Even so, sources say Orange is closely monitoring developments in various countries to assesses new opportunities for revenue growth. Its Orange Horizons subsidiary was launched in January to find “new business opportunities” in markets where it does not provide telecom services. “Such projects could include the launch of online stores selling telecoms-related equipment or airtime; the introduction of flexible travel solutions [roaming packages]; or the launch of a virtual mobile operator (MVNO) activity,” states a press release from earlier this year.

In July, Orange Horizons announced it had moved into seven countries including South Africa, Italy, Portugal, Germany, the Netherlands, Sweden and Denmark.

“They came to see us,” Barbara Motzney, the CRTC’s chief consumer officer, said in an interview last week, noting that the company was seeking clarity from her staff about Canada’s “regulatory landscape.”

“I think they were in town about a month or so ago,” she said, adding: “We meet with all kinds of folks and it is a case of explaining the rules.”

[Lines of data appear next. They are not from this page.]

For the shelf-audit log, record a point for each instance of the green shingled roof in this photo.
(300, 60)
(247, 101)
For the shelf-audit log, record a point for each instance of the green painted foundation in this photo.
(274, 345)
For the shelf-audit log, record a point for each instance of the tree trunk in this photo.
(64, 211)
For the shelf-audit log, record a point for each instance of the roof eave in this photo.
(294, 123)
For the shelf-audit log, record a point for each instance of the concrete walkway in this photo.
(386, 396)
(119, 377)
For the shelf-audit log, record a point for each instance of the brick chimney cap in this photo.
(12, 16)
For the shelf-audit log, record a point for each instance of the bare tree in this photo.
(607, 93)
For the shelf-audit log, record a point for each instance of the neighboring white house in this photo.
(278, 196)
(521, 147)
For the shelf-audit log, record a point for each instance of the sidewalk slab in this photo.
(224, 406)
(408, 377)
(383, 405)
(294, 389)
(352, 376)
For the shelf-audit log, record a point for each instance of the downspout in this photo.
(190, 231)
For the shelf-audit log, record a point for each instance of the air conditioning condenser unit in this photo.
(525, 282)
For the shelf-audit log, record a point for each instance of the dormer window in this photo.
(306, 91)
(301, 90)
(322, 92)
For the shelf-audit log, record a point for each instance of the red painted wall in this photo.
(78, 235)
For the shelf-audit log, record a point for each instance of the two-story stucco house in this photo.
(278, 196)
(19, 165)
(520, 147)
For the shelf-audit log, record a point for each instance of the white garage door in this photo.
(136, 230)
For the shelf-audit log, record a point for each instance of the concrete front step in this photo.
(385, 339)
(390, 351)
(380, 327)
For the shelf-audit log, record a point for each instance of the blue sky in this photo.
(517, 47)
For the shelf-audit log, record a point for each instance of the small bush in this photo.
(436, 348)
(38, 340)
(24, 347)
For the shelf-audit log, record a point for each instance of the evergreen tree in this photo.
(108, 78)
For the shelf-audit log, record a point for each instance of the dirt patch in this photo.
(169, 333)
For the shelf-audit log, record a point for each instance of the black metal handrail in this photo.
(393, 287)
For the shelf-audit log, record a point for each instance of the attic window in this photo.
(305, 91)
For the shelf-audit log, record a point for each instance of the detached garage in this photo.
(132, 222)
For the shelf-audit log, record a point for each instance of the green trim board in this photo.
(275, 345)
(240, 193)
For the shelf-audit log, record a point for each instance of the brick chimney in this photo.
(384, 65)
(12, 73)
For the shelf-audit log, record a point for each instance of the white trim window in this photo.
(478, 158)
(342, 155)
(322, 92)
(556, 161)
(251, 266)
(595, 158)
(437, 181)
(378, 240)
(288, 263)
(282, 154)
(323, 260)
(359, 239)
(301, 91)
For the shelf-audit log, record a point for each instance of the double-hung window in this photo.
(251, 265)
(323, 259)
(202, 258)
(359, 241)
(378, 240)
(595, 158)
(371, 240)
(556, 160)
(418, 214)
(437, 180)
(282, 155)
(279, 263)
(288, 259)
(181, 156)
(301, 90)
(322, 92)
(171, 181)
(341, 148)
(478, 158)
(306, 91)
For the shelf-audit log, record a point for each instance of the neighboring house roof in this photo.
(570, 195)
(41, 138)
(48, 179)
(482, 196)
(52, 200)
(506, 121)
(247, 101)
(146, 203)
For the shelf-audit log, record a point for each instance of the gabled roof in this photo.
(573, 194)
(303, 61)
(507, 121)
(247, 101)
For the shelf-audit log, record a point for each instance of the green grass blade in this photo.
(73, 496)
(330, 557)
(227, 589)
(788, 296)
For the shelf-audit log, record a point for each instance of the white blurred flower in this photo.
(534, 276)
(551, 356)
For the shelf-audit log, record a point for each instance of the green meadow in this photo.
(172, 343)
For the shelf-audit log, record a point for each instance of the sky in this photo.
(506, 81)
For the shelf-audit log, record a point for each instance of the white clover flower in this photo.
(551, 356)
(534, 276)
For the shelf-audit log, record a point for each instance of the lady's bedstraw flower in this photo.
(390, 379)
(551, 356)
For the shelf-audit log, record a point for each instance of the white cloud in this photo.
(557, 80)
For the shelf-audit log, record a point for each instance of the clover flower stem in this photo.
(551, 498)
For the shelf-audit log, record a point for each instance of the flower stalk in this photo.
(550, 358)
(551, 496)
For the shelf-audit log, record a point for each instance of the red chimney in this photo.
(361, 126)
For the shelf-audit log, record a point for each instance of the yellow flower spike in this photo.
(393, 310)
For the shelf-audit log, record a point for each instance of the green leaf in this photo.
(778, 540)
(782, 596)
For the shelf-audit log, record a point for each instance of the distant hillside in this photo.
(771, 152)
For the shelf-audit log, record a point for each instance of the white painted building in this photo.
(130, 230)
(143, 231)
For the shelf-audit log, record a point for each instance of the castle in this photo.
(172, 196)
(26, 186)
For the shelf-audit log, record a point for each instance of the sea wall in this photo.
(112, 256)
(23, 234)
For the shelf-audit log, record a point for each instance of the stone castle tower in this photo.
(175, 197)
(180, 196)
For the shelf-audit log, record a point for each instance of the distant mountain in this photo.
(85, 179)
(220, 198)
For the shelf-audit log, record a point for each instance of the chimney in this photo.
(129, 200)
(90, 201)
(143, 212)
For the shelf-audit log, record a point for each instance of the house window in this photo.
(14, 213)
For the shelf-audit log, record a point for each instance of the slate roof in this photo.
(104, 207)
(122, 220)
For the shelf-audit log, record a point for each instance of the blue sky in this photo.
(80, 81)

When asked if Orange also met with Industry Canada’s staff, a spokeswoman stated: “The government routinely meets with stakeholders in the wireless telecommunications sector.”

Caitlin Workman, a spokeswoman with Foreign Affairs, Trade and Development Canada, said Canada’s Trade Commissioner Service “routinely meets with a wide variety of businesses, especially those who express interest in bringing prosperity-generating and job-creating investment to Canada. I can confirm that Orange has had meetings with our Paris-based trade commissioners. With over 400 employees in Montreal, Orange is already taking advantage of Canada’s world-leading investment advantages.”

Orange SA, formerly France Télécom, has 232.5 million customers in 32 countries. In addition to wireless, its offers high-speed Internet, television, home phone and business IT services. It recorded annual revenue of €43.5-billion ($62-billion) in 2012 and employs roughly 170,000 people.

On the wireless front, Orange has 174.7 million mobile customers and ranks as the world’s eighth-largest mobile carrier. Still, it is facing stiffer competition and tumbling prices in its home market of France following the launch of startup carrier Free Mobile by Iliad SA in 2012. Iliad now controls 11 per cent of France’s mobile market thanks to its cut-rate plans, allowing it to poach share from established carriers like Orange, Bouygues Telecom and SFR.